The Central Intelligence Agency knew that senior Gestapo officer Eichmann was hiding in Argentina in 1958 under an alias, but left it up to Germany to deal with him, said University of Virginia historian Timothy Naftali, who reviewed thousands of documents on CIA ties to Nazis from the US National Archives released Tuesday.
The papers also show that from 1952, West Germany knew that Eichmann was hiding in Argentina under an assumed identity, but kept quiet about it fearing the fugitive might talk about Hans Globke, a former Nazi was a top national security advisor to then-chancellor Konrad Adenauer.
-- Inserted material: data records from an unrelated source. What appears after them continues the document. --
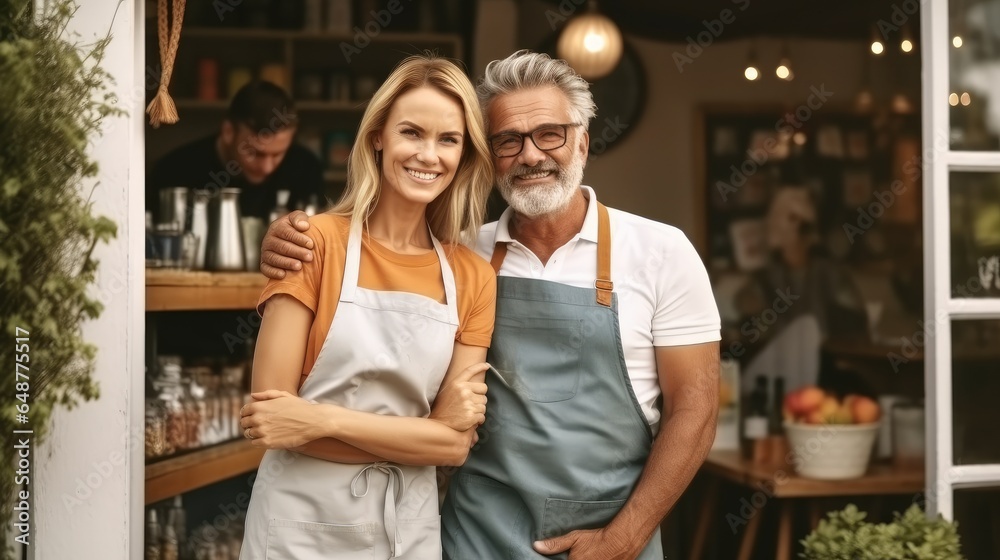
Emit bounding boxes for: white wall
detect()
[32,0,145,560]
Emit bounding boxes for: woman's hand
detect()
[430,362,490,432]
[240,390,331,449]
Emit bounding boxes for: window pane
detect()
[951,320,1000,464]
[954,488,1000,560]
[941,0,1000,150]
[950,173,1000,298]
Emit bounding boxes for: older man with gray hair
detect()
[261,51,720,560]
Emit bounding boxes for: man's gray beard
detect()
[497,156,583,218]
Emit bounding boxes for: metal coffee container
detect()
[156,187,190,232]
[205,188,246,271]
[191,189,211,269]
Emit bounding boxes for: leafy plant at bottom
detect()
[801,504,963,560]
[0,0,121,557]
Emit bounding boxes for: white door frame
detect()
[920,0,1000,519]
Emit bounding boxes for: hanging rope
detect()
[146,0,186,128]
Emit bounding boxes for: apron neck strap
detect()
[490,202,615,307]
[594,202,615,307]
[490,241,507,274]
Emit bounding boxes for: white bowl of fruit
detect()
[784,386,881,480]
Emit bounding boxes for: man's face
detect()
[488,87,589,218]
[222,121,295,185]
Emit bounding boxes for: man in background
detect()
[146,81,327,221]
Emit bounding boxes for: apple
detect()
[827,403,854,424]
[804,408,826,424]
[844,395,881,424]
[785,385,826,418]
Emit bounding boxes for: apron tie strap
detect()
[490,202,615,307]
[351,461,406,558]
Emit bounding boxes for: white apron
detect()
[240,225,458,560]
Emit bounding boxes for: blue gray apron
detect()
[442,204,663,560]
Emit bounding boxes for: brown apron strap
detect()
[490,202,615,307]
[594,202,615,307]
[490,241,507,274]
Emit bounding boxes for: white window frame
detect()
[920,0,1000,519]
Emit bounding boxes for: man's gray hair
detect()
[476,49,597,127]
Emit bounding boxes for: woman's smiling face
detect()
[375,86,465,209]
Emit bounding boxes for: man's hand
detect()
[429,362,489,430]
[534,529,646,560]
[240,389,329,449]
[260,210,313,280]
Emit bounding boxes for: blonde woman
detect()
[240,56,496,560]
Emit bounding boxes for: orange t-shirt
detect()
[257,214,497,380]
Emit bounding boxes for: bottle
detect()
[159,384,187,455]
[205,187,246,271]
[164,496,187,560]
[160,523,179,560]
[741,375,768,459]
[144,508,162,560]
[267,189,292,224]
[145,399,167,459]
[180,381,204,449]
[767,375,785,436]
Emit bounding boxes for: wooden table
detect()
[689,450,924,560]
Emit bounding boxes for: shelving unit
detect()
[145,268,267,504]
[145,440,264,505]
[146,268,267,311]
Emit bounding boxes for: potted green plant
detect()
[0,0,121,558]
[801,504,963,560]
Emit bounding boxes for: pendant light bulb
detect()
[556,2,624,80]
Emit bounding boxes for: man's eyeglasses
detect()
[490,123,577,157]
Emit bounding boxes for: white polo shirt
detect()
[476,186,720,428]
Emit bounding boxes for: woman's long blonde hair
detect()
[330,54,493,243]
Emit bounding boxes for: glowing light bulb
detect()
[583,33,608,52]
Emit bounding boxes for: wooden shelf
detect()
[145,439,264,505]
[703,450,925,498]
[146,268,267,311]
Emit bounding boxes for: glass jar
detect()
[189,383,212,447]
[181,385,202,449]
[160,385,187,455]
[145,399,167,459]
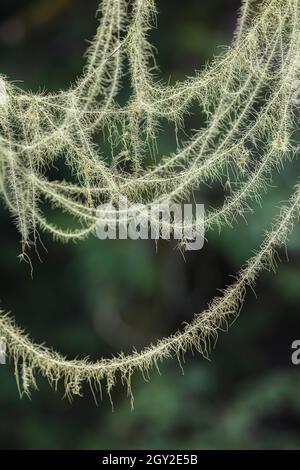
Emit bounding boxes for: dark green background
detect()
[0,0,300,449]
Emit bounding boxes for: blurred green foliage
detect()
[0,0,300,449]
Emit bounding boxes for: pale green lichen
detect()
[0,0,300,404]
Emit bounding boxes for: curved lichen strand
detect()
[0,185,300,397]
[0,0,300,404]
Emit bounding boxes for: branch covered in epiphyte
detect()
[0,0,300,402]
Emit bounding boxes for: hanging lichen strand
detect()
[0,0,300,404]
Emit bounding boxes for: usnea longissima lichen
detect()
[0,0,300,404]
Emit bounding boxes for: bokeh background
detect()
[0,0,300,449]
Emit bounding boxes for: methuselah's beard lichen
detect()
[0,0,300,404]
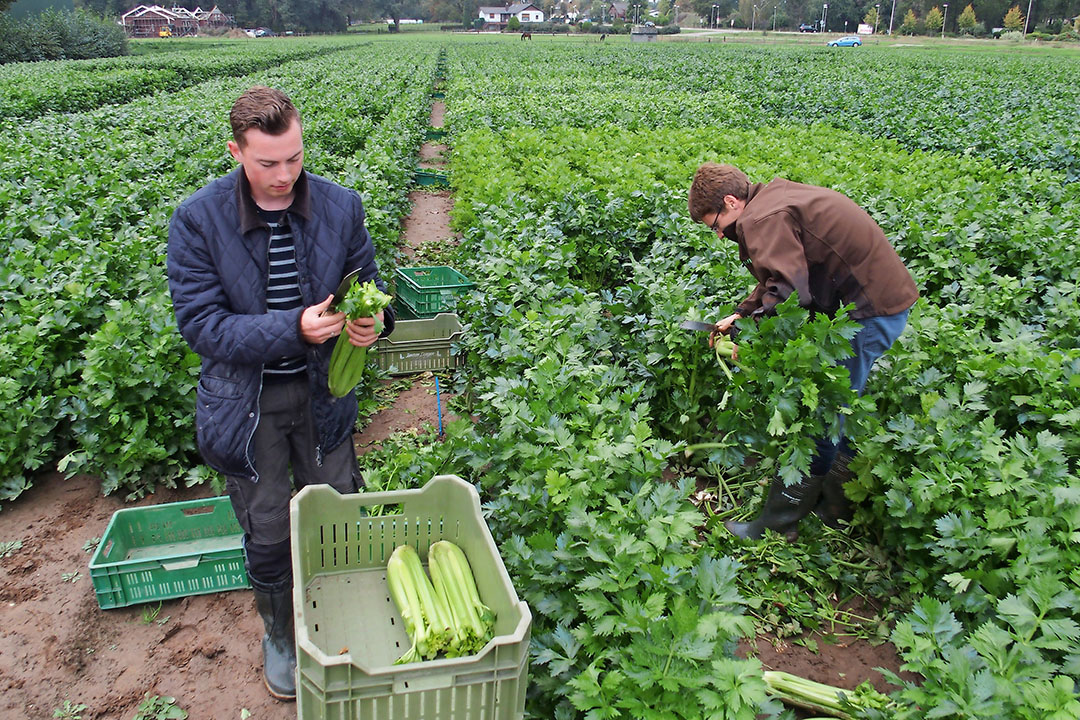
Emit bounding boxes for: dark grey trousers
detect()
[226,377,361,587]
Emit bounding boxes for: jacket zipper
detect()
[287,210,323,467]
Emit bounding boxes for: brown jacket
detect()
[725,178,919,320]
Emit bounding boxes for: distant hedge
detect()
[0,10,129,63]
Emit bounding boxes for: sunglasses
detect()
[708,210,720,234]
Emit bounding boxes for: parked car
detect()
[828,35,863,47]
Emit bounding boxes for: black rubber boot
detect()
[813,452,855,528]
[724,475,822,542]
[252,576,296,699]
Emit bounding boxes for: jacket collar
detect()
[234,166,311,233]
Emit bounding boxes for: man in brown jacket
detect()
[689,163,919,540]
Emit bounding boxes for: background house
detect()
[120,5,233,38]
[478,2,543,30]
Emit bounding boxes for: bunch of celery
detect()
[329,280,392,397]
[387,541,495,665]
[761,670,893,720]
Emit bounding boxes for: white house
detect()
[480,2,543,30]
[120,5,232,38]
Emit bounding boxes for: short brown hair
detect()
[689,163,750,222]
[229,85,300,146]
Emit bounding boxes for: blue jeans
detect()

"When one knows the hunt for Eichmann was prolonged because the Israelis knew that he was in Argentina but did not know the alias under which he was hiding, one understands completely the importance of these documents," Naftali told AFP. "The West Germans at the time had the responsibility of arresting or at least transmitting this information and it is they who are the most guilty."
An executor of the "final solution"
The Israelis kidnapped Eichmann, one of the main executors of Adolf Hitler's "final solution," the Nazi genocide of Jews during World War II, in Buenos Aires in 1960. He was brought secretly to Israel, where he was tried, convicted and hung in 1962.
The CIA documents reveal that the United States, at the request of West Germany, successfully pressured the US magazine "Life," which had acquired the rights to publish Eichmann's memoir, to delete a reference to Globke, Naftali said.
They also show that the United States used a large network of spies recruited among former Nazis and that the CIA had virtually no interest in arresting war criminals, focusing instead on Cold War issues.
"The American policy of the time was not to pursue Nazi war criminals," Naftali said. "They thought that was the responsibility of the Germans."
Shedding new light
Since 1999 a task force mandated by the US Congress has been researching the National Archives and documents as they are declassified to shed light on the relations between US authorities and Nazi war criminals after World War II.
The group's work also focuses on US aid given to certain leaders of the Japanese regime in power during the 1930s and 1940s.
Some eight million pages from the CIA, FBI and Defense Department have been studied thus far, according to the National Archives. The final report is due to be published in spring 2007.